FastBS4
soup
Web Scraper in Go, similar to BeautifulSoup
soup is a small web scraper package for Go, with its interface highly similar to that of BeautifulSoup.
Exported variables and functions implemented till now :
var Headers map[string]string // Set headers as a map of key-value pairs, an alternative to calling Header() individually 将 headers 设置为键值对的映射,这是单独调用 Header() 的替代方法
var Cookies map[string]string // Set cookies as a map of key-value pairs, an alternative to calling Cookie() individually 将 cookie 设置为键值对的映射,这是单独调用 Cookie() 的替代方法
func Get(string) (string,error) {} // Takes the url as an argument, returns HTML string 将 url 作为参数,返回 HTML 字符串
func GetWithClient(string, *http.Client) {} // Takes the url and a custom HTTP client as arguments, returns HTML string 将 url 和自定义 HTTP 客户端作为参数,返回 HTML 字符串
func Post(string, string, interface{}) (string, error) {} // Takes the url, bodyType, and payload as an argument, returns HTML string 将 url、bodyType 和 Payload 作为参数,返回 HTML 字符串
func PostForm(string, url.Values) {} // Takes the url and body. bodyType is set to "application/x-www-form-urlencoded" 获取 url 和正文。 bodyType 设置为“application/x-www-form-urlencoded”

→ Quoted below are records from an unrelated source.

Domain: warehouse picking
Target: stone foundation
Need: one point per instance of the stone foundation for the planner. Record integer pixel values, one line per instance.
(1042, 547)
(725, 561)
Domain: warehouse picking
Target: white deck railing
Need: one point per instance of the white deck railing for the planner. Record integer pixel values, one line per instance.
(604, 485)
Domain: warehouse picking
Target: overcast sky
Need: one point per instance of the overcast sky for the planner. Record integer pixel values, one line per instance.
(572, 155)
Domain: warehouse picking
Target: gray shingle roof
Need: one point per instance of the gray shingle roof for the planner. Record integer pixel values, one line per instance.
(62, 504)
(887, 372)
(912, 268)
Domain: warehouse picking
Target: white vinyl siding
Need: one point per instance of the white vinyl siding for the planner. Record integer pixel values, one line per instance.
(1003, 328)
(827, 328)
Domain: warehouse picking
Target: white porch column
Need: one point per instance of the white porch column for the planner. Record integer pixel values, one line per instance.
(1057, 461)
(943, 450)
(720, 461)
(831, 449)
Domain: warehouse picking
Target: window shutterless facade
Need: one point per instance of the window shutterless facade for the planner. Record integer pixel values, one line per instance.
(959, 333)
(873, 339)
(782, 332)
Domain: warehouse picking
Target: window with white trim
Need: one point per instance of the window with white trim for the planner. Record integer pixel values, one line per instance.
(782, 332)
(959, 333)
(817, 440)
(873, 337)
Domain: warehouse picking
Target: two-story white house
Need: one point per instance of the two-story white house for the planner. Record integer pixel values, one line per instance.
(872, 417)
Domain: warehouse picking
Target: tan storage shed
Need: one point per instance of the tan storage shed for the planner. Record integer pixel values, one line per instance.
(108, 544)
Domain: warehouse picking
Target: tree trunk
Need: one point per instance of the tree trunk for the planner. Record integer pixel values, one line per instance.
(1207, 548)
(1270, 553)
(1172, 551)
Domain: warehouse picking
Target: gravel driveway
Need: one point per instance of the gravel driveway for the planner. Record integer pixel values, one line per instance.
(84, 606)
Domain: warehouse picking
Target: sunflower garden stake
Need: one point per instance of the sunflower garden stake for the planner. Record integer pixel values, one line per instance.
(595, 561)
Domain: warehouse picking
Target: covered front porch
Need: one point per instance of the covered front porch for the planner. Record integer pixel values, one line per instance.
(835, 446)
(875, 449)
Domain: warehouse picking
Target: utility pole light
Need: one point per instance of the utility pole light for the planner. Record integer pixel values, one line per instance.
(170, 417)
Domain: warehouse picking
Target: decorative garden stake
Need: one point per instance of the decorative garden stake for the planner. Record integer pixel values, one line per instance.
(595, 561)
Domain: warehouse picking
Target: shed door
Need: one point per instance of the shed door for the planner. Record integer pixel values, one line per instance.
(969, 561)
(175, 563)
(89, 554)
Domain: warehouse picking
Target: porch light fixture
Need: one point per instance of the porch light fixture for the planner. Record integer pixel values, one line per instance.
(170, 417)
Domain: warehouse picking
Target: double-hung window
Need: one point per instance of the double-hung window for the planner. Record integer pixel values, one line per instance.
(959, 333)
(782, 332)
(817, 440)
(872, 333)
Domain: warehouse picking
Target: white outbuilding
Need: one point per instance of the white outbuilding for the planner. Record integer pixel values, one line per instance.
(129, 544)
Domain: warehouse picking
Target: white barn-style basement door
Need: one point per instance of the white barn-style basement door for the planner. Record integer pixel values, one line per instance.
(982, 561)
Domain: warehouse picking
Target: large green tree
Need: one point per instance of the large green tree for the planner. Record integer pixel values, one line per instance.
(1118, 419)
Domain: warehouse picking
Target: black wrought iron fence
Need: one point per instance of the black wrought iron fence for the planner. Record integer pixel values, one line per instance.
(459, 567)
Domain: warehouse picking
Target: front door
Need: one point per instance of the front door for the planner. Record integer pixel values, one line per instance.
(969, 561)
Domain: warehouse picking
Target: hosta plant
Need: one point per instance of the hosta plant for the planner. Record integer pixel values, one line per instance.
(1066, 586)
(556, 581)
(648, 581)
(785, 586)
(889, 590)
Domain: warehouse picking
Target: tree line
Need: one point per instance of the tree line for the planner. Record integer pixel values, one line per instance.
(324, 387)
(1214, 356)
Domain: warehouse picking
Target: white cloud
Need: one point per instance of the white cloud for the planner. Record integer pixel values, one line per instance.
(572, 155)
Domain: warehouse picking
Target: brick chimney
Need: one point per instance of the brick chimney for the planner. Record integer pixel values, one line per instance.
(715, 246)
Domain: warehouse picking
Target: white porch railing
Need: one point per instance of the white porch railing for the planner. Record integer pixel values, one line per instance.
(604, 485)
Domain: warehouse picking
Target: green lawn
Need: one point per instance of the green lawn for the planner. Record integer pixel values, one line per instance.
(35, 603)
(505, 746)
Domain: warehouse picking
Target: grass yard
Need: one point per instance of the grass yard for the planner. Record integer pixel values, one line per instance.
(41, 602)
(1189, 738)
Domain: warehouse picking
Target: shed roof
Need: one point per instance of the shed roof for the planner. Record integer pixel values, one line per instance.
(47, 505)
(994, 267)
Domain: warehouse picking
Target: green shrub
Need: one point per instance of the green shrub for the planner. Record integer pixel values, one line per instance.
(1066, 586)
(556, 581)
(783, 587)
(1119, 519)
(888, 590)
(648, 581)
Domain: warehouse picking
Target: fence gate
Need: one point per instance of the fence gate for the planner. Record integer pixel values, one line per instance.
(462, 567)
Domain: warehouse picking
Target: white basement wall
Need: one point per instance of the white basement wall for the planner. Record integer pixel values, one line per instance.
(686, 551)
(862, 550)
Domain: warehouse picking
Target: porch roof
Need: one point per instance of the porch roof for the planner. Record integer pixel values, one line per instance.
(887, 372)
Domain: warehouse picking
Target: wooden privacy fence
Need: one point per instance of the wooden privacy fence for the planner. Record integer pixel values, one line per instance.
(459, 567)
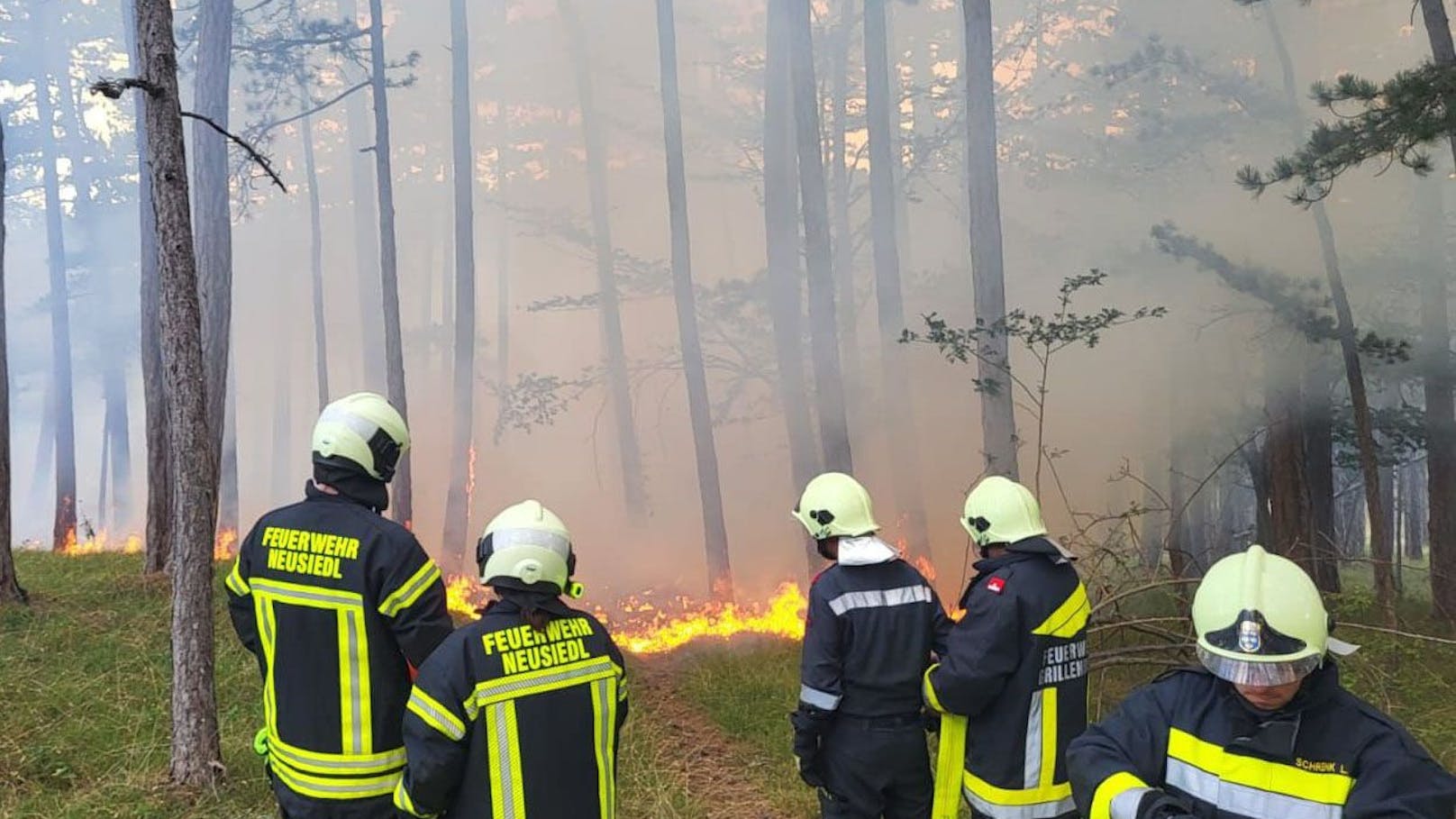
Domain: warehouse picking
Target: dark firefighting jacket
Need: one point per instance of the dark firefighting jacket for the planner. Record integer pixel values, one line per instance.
(333, 599)
(1016, 666)
(510, 723)
(869, 634)
(1325, 755)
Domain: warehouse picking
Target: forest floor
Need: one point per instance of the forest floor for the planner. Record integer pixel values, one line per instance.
(85, 701)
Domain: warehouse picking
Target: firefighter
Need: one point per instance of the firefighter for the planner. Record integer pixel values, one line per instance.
(338, 604)
(1016, 663)
(1264, 729)
(871, 628)
(519, 713)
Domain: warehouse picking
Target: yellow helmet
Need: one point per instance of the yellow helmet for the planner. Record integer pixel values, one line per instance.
(527, 542)
(1001, 510)
(834, 506)
(363, 429)
(1260, 620)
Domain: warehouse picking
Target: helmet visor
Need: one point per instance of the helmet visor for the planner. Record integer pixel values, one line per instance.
(1262, 674)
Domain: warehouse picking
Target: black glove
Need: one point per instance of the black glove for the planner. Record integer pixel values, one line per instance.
(1160, 805)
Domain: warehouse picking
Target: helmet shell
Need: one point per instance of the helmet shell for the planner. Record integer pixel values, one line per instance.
(1001, 510)
(529, 542)
(836, 506)
(357, 427)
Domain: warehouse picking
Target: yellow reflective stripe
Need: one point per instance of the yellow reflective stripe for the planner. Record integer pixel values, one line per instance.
(1113, 787)
(333, 787)
(928, 691)
(409, 590)
(1326, 788)
(234, 578)
(507, 793)
(1069, 618)
(434, 714)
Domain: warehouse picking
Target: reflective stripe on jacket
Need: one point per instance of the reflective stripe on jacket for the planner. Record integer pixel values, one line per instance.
(333, 601)
(510, 723)
(1326, 755)
(1016, 666)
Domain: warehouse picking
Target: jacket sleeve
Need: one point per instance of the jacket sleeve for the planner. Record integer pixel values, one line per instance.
(1120, 760)
(437, 733)
(1398, 780)
(413, 597)
(822, 663)
(981, 653)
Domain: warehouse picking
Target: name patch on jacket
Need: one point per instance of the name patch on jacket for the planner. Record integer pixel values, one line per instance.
(307, 552)
(523, 649)
(1061, 663)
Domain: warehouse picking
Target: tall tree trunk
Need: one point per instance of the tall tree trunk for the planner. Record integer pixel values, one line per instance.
(389, 255)
(458, 498)
(631, 455)
(212, 213)
(699, 408)
(196, 751)
(63, 533)
(829, 380)
(158, 537)
(11, 589)
(895, 365)
(987, 264)
(780, 236)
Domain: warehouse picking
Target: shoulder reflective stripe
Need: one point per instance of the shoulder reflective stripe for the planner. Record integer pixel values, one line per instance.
(822, 700)
(507, 795)
(307, 595)
(1117, 797)
(879, 597)
(1326, 788)
(1242, 799)
(234, 580)
(434, 714)
(1069, 618)
(409, 590)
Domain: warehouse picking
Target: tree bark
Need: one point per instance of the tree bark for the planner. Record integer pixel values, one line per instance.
(987, 264)
(829, 380)
(895, 363)
(11, 589)
(389, 255)
(196, 751)
(458, 498)
(63, 532)
(610, 312)
(699, 410)
(158, 535)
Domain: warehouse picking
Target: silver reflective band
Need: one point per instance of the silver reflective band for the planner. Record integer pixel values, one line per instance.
(879, 597)
(1040, 811)
(822, 700)
(1242, 799)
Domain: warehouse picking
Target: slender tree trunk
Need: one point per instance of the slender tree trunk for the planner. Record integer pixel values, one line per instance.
(196, 751)
(631, 455)
(829, 380)
(895, 363)
(11, 589)
(389, 255)
(987, 264)
(458, 498)
(63, 533)
(699, 408)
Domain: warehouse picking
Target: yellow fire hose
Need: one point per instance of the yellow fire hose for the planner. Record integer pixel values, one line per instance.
(950, 761)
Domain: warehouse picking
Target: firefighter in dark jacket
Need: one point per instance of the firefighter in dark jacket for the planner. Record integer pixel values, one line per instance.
(1264, 729)
(337, 604)
(871, 628)
(1016, 663)
(519, 714)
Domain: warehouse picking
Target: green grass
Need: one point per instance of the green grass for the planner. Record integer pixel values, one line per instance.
(85, 677)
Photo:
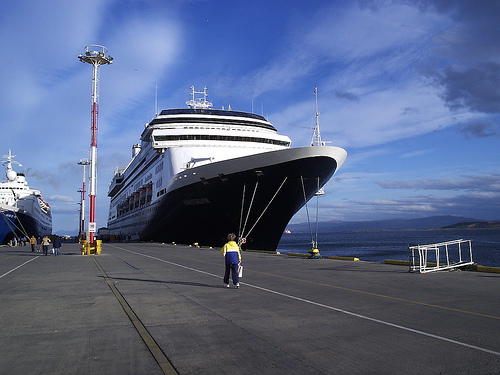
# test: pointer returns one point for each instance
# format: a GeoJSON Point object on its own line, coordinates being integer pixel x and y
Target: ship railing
{"type": "Point", "coordinates": [440, 256]}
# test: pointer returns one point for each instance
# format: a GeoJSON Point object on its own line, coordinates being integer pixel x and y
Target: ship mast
{"type": "Point", "coordinates": [199, 103]}
{"type": "Point", "coordinates": [316, 139]}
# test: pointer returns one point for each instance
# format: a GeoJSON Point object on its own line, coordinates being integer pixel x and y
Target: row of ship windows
{"type": "Point", "coordinates": [206, 137]}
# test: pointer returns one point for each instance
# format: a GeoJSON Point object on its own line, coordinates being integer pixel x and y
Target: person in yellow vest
{"type": "Point", "coordinates": [45, 245]}
{"type": "Point", "coordinates": [33, 243]}
{"type": "Point", "coordinates": [232, 256]}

func Header(string, string) {} // Takes key,value pair to set as headers for the HTTP request made in Get() 将键值对设置为 Get() 中发出的 HTTP 请求的标头
func Cookie(string, string) {} // Takes key, value pair to set as cookies to be sent with the HTTP request in Get() 在 Get() 中将键、值对设置为与 HTTP 请求一起发送的 cookie
func HTMLParse(string) Root {} // Takes the HTML string as an argument, returns a pointer to the DOM constructed 将 HTML 字符串作为参数,返回指向构造的 DOM 的指针
func Find([]string) Root {} // Element tag,(attribute key-value pair) as argument, pointer to first occurence returned 元素标签,(属性键值对)作为参数,返回指向第一次出现的指针
func FindAll([]string) []Root {} // Same as Find(), but pointers to all occurrences returned 与 Find() 相同,但返回指向所有出现次数的指针
func FindStrict([]string) Root {} // Element tag,(attribute key-value pair) as argument, pointer to first occurence returned with exact matching values 元素标签,(属性键值对)作为参数,指向第一次出现的指针,返回精确匹配的值
func FindAllStrict([]string) []Root {} // Same as FindStrict(), but pointers to all occurrences returned 与 FindStrict() 相同,但返回指向所有出现次数的指针
func FindNextSibling() Root {} // Pointer to the next sibling of the Element in the DOM returned 指向 DOM 中返回的元素的下一个同级的指针
func FindNextElementSibling() Root {} // Pointer to the next element sibling of the Element in the DOM returned 指向返回的 DOM 中 Element 的下一个同级元素的指针
func FindPrevSibling() Root {} // Pointer to the previous sibling of the Element in the DOM returned 指向 DOM 中返回的元素的前一个同级的指针
func FindPrevElementSibling() Root {} // Pointer to the previous element sibling of the Element in the DOM returned 指向 DOM 中返回的 Element 的上一个同级元素的指针
func Children() []Root {} // Find all direct children of this DOM element 查找此 DOM 元素的所有直接子元素
func Attrs() map[string]string {} // Map returned with all the attributes of the Element as lookup to their respective values 返回的映射包含元素的所有属性,作为对其各自值的查找
func Text() string {} // Full text inside a non-nested tag returned, first half returned in a nested one 返回非嵌套标签内的全文,前半部分在嵌套标签中返回
func FullText() string {} // Full text inside a nested/non-nested tag returned 返回嵌套/非嵌套标签内的全文
func SetDebug(bool) {} // Sets the debug mode to true or false; false by default 将调试模式设置为 true 或 false;默认为 false
func HTML() {} // HTML returns the HTML code for the specific element //HTML 返回特定元素的 HTML 代码
Root
is a struct, containing three fields :
Pointer
containing the pointer to the current html node
NodeValue
containing the current html node's value, i.e. the tag name for an ElementNode, or the text in case of a TextNode
Error
containing an error in a struct if one occurrs, else nil
is returned.
A detailed text explaination of the error can be accessed using the Error()
function. A field Type
in this struct of type ErrorType
will denote the kind of error that took place, which will consist of either of the following
ErrUnableToParse
ErrElementNotFound
ErrNoNextSibling
ErrNoPreviousSibling
ErrNoNextElementSibling
ErrNoPreviousElementSibling
ErrCreatingGetRequest
ErrInGetRequest
ErrReadingResponse
Installation
Install the package using the command
go get github.com/anaskhan96/soup
Example
An example code is given below to scrape the "Comics I Enjoy" part (text and its links) from xkcd.
More Examples
package main
import (
"fmt"
"github.com/anaskhan96/soup"
"os"
)
func main() {
resp, err := soup.Get("https://xkcd.com")
if err != nil {
os.Exit(1)
}
doc := soup.HTMLParse(resp)
links := doc.Find("div", "id", "comicLinks").FindAll("a")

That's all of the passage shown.